Monday, July 08, 2013

Wimbledon 2013

Well – who could talk about knitting, on a morning like this? And yet it’s odd, not at all like the year-long glow that follows one of Scotland’s rare wins of the Calcutta Cup. What does Mr Murray do now? He’s got all the money a young man could require, and a pleasant girlfriend, and he’s won Wimbledon. Does he go on with the gruelling routine?

In what might be called my Commonplace Book, I have a clipping from March, ’89, when Desert Orchid won the Cheltenham Gold Cup. His owner said, late that evening, “Success is a funny thing. It sort of dissolves in front of you.”

Rachel was there. She enters the Wimbledon draw every year – if you get anything, you get what they give you. This year, she got Men’s Final Day – a seat on Number One court. We’ll never know what was going on there, because of course she spent the day on Henman Hill. And had a good time, I think – she phoned in the evening, sounding cheerful – despite the fact that she doesn’t like Mr Murray or his mother or his girlfriend, and was cheering for Djokovic.

“Which would you rather?” I said – “to tell them in years to come that you were there when Djokovic won his second Wimbledon title, or that you were there in 2013, when Andy Murray won?” She wasn’t impressed.

On Henmen Hill, you can hear the crowd shouting on Centre Court, and watch the action on a huge television screen. She says that when the camera strayed to the Prime Minister, as it occasionally did, Henman Hill boo’ed. Interesting, I thought.

And I was proud of Mr Murray for speaking of his victory as a British win. Rachel said he had to, but I feel you don’t have to do anything, when you’ve just won Wimbledon. He could have ranted on for Scotland if that had been his choice. I thought Mr Salmond looked a bit ridiculous with his divisive saltire. But then, I don’t like Mr Salmond.

Well, what else?

We had a successful few days in Strathardle, brilliant weather. ‘Successful’ means, nowadays, that we got back and are still on our feet. It's scary, all right. It is sad to see my vegetable patch in such a state of dereliction. But on the other hand, we saw deer three times (maybe four) in those few days. If one saw mice in one’s kitchen in that concentration, one would have to conclude that one was infested.

I have probably said here before that I don’t begrudge their coming down from the hills and polishing off the Brussels sprouts in the winter. But all-the-year-round deer are a new and a most unwelcome phenomenon. And one cannot hope to grow vegetables, in the circumstances, without a deer fence.

But I’m making progress with Welsh onions. My aim is to have so many that I can dig them up whenever I want “spring onions” to cook with. I’m making progress. The deer ate them down to the ground last autumn, but they came back, as I thought they would. Hat, the Babington leeks are looking poorly, but they’re there, safely ensconced in the vegetable cage. I crawled in and weeded them tenderly.


  1. Don't be too disheartened at this stage. The B. leeks will die back and come again next year - with seed heads possibly. Mine grow mostly with weed status in with my autumn raspberries and I've just pulled up the ones with a seed head forming. At the base they have large garlic like cloves -rather strong tasting but nice pickled or blanched and frozen for use in winter soups.
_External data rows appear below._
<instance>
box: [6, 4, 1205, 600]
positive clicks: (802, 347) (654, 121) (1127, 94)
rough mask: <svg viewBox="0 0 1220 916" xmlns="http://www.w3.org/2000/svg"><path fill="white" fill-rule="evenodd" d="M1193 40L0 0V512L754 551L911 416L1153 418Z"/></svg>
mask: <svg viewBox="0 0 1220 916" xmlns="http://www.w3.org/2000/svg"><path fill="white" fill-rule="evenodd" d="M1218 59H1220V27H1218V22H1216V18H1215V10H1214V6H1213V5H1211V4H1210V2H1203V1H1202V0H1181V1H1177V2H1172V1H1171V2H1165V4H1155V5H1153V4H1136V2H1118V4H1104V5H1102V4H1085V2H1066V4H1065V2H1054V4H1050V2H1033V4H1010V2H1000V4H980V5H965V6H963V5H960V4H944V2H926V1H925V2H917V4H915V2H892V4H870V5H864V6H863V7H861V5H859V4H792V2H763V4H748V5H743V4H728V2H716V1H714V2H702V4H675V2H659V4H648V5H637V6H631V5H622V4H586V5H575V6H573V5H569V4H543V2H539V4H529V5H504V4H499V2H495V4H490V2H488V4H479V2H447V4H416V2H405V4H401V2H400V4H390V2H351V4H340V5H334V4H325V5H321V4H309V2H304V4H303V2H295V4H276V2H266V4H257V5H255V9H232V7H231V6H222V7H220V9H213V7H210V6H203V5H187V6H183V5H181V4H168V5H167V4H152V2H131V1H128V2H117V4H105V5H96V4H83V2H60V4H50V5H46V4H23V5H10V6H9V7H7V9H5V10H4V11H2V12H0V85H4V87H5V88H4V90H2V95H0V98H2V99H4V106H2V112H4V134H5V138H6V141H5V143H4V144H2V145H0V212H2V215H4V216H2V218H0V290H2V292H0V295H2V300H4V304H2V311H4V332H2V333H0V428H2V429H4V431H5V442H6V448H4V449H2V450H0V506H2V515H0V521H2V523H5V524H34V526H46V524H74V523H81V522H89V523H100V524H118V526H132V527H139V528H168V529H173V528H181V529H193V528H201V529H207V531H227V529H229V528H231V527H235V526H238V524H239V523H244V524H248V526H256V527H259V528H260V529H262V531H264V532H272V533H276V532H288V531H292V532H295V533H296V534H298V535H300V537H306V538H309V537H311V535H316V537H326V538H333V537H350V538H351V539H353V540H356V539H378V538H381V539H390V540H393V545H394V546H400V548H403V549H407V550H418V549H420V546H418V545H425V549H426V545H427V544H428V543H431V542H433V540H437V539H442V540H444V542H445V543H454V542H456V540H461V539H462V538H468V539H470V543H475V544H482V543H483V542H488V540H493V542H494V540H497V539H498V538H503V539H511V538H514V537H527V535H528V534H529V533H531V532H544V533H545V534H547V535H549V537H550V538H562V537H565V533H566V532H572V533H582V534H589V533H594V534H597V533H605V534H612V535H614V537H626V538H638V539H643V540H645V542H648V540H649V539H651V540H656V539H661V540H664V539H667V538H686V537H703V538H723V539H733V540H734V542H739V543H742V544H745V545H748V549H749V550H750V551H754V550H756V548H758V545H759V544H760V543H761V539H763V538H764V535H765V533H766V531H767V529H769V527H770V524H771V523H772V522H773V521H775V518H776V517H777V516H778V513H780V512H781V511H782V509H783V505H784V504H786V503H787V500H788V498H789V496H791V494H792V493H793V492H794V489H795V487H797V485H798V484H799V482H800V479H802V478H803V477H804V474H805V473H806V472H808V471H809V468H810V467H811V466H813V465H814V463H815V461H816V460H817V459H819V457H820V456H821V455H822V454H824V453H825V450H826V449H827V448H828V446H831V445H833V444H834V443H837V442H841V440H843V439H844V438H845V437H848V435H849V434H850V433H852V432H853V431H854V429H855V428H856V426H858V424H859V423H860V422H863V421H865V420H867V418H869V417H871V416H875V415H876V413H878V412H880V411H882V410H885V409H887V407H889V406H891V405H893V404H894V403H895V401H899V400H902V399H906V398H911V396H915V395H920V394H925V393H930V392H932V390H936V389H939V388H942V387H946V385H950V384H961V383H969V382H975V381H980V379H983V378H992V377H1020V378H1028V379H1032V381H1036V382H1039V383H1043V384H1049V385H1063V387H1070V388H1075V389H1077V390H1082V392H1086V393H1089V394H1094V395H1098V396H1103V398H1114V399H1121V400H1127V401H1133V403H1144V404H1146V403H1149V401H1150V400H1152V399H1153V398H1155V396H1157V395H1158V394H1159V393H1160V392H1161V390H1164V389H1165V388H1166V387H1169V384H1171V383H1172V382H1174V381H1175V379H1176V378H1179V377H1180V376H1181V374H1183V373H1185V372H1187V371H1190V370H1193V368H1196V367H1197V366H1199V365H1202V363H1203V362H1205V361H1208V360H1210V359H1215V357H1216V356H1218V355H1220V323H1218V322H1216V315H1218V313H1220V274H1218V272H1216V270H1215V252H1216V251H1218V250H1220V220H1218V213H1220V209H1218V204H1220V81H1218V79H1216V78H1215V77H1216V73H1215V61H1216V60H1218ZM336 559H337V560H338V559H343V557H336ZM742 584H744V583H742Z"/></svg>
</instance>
    I'm carefully nursing my everlasting onions back to picking proportions.

  2. Dear Jean,
    I so enjoyed Andy's success. The semi finals were thrilling and the actual final, for Andy fans, was heart-stopping. Never mind the 77 years business, in the end I am just pleased for him, he wanted it soooo much. He won convincingly in 3 sets against the world number 1. "Legend" in the current internet talk :) And I genuinely am going around work today with a smile on my face.

  3. I was watching the match and thinking of you, Jean. I hoped you'd made it back in time to see Murray win, and Djokovich fall a few times with no shoelaces involved that I could tell.

  4. i watched and was happy for Andy - after the last year he did deserve it - he obviously has worked very hard and it showed in so many ways.

    however, LENDL deserves as much credit - for taking Murray on and forcing him to focus and GET OUT OF HIS OWN WAY.

    for years i have hated watching Andy play - but the transformation in the last year has been astounding ... very little of the old whining self flagellating behaviour is there now and all that energy has been focused... with the reward in that score yesterday.

    those last six points were the most heart stopping i have ever seen (and rank up there with that marathon match at Wimbledon from a few years ago ... but that's another story).

    so well done to Andy and Lendl and congrats to Scotland and Dunblane!

  5. It was bloomin' marvellous wasn't it? You could hear the cheering drifting about the empty streets from open windows. And, who cares about Salmond and his flag? Murray is the complete package now, and I agree with Southern Gal about Ivan Lendl. Too bad that he never won Wimbledon...

    And, the Lions won in Australia (even if BOD wasnt playing). And, there are the Ashes to look forward to as well if you like that sort of thing (I do!)